Alexander Wuttke: Replicability crisis
Monday 7 September, 09:45-10:45
Prof. Dr. Alexander Wuttke, Professor of Digitalisation and Political Behaviour at the LMU, will set the scene and present an overview of the replicability crisis across fields, and an introduction to open research initiatives.
Malika Ihle: Credible research
Monday 7 September, 11:00-11:45
Dr. Malika Ihle, LMU Open Science Center coordinator, will give an overview of open research practices and will introduce the workshops of this summer school. She will argue that to make your research the most credible and the most likely to replicate, you can engage with preregistration, to increase the reliability of the research, and with a finite set of computing tools, to increase the reproducibility of your workflow.
Reema Gupta: Data sharing
Tuesday 8 September, 9:00-09:45
Reema Gupta from the LMU Open Science Center will make the case for sharing research data as a cornerstone of good scientific practice, introduce the FAIR principles (Findable, Accessible, Interoperable, Reusable) as a practical framework across disciplines, and surface common tensions researchers face, such as balancing openness with legitimate restrictions, recognizing both data collection and data reuse, and handling reanalysis constructively, inviting attendees to reflect on how these trade-offs play out in their own field and practice.
Richard McElreath: A Guerilla approach to scientific workflows
Wednesday 9 September, 9:00-10:00
Prof. Dr. Richard McElreath, Director of the Department of Human Behavior, Ecology, and Culture at the Max Planck Institute for Evolutionary Anthropology, Leipzig, will take inspiration from guerilla warfare, and introduce a framework for managing scientific research that addresses the complexity of research while advancing goals of transparency and reliability. Real science is complex, and there is no single scientific method. It is a chaotic network of theories, data, models, graphs, comparisons, summaries, and narratives. A flaw in any part can ruin everything. How can small teams of researchers challenge this complexity and emerge victorious? More statistical training is not enough. More resources is not enough. Lawrence of Arabia once said, “Guerrilla warfare is more intellectual than a bayonet charge.” And this is how we too will proceed. Instead of confronting the complexity directly, with more money and more people and more data and more meta-analyses, we must develop a SCIENTIFIC WORKFLOW that subdivides, analyzes, and transparently justifies our individual research projects. The tools to do this already exist, and individual researchers can become scientific guerillas today to improve their chances of victory.
Sarah von Grebmer: Open access, preprints, postprints
Wednesday 9 September, 10:15-11:45
Dr. Sarah von Grebmer will discuss the current scientific publishing system, explore the different shades of Open Access (e.g. green, gold, diamond) and their advantages, and show what different ways there are to make your own publications freely accessible for a broader audience.
Jonas Hagenberg: Readable code
Thursday 10 September, 09:00-09:45
Many research questions require code to be answered. Clear, understandable and maintainable code is key to reduce analysis errors and improve reproducibility. Jonas Hagenberg, AI consultant at Helmholtz, will give an overview which concepts work for data analysis scripts and share specific recommendations and examples for clean code that are applicable across scientific disciplines. The lecture introduces key strategies such as following a style guide, code reuse, unified project structures and (automatic) code review.

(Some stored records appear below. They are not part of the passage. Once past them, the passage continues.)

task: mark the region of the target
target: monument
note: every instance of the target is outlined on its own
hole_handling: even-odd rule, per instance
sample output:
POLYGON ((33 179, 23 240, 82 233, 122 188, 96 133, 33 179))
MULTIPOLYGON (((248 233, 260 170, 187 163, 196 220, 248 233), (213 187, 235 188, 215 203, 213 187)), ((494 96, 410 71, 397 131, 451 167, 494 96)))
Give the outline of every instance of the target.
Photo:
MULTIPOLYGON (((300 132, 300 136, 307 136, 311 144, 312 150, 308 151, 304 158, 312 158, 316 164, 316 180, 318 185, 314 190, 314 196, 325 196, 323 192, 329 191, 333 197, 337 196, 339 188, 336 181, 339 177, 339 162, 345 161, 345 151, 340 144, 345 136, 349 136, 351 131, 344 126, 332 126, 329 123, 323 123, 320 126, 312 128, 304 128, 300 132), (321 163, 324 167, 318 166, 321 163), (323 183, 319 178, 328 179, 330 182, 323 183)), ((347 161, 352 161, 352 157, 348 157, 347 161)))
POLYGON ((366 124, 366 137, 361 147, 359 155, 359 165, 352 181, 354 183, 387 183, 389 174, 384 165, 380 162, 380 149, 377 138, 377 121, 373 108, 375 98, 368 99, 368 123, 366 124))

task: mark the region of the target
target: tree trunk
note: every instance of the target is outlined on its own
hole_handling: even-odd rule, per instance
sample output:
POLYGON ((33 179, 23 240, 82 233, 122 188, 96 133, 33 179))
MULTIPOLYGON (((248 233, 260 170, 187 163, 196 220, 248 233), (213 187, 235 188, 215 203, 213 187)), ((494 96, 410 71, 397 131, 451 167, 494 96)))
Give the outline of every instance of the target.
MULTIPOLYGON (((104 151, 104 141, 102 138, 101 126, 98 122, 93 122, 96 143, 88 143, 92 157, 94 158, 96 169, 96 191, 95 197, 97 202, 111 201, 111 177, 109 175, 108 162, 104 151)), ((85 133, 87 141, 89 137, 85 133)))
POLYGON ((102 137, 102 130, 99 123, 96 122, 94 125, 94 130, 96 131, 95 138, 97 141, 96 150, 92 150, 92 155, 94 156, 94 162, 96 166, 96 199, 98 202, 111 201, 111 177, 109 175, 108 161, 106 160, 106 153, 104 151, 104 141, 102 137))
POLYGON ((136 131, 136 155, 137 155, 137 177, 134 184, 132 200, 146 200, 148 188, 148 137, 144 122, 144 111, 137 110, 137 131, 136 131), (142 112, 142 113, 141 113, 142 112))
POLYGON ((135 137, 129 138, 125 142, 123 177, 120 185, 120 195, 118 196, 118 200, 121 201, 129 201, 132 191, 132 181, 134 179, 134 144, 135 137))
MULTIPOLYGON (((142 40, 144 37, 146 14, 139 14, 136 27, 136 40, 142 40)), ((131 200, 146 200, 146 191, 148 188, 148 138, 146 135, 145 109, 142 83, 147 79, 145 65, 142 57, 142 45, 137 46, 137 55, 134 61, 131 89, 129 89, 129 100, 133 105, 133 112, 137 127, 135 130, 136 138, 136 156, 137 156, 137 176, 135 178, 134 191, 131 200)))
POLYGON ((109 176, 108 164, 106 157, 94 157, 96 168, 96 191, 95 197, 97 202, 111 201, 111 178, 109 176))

Tim Errington: Assessing research replicablity
Thursday 10 September, 16:30-17:30
Replicability is an important feature of scientific research, but aspects of contemporary research culture, such as an emphasis on novelty, can make replicability seem less important than it should be. The Reproducibility Project: Cancer Biology was set up to provide evidence about the replicability of preclinical research in cancer biology by repeating selected experiments from high-impact papers. A total of 50 experiments from 23 papers were repeated, generating data about the replicability of a total of 158 effects.
Dr. Tim Errington, Senior Director of Research at Center for Open Science, will present and discuss the results and implications of this large replication project.
Danny Maupin: Open Science: The tension between equity and exploitation
Friday 11 September, 09:00-10:00
Open Science principles have primarily been aimed at increasing equity by providing data and articles free of charge to interested users and integrity whereby the sharing of data sets, code, and registering methodologies can provide transparency. In the age of artificial intelligence this openness has ironically led to a surge of new problematic and unethical behaviours. This presentation evidences this behaviour, as well as the consequences and potential solutions.
Danny Maupin is a Research Fellow at the University of Surrey, whose work focuses on the effects of AI on Open Science and research integrity.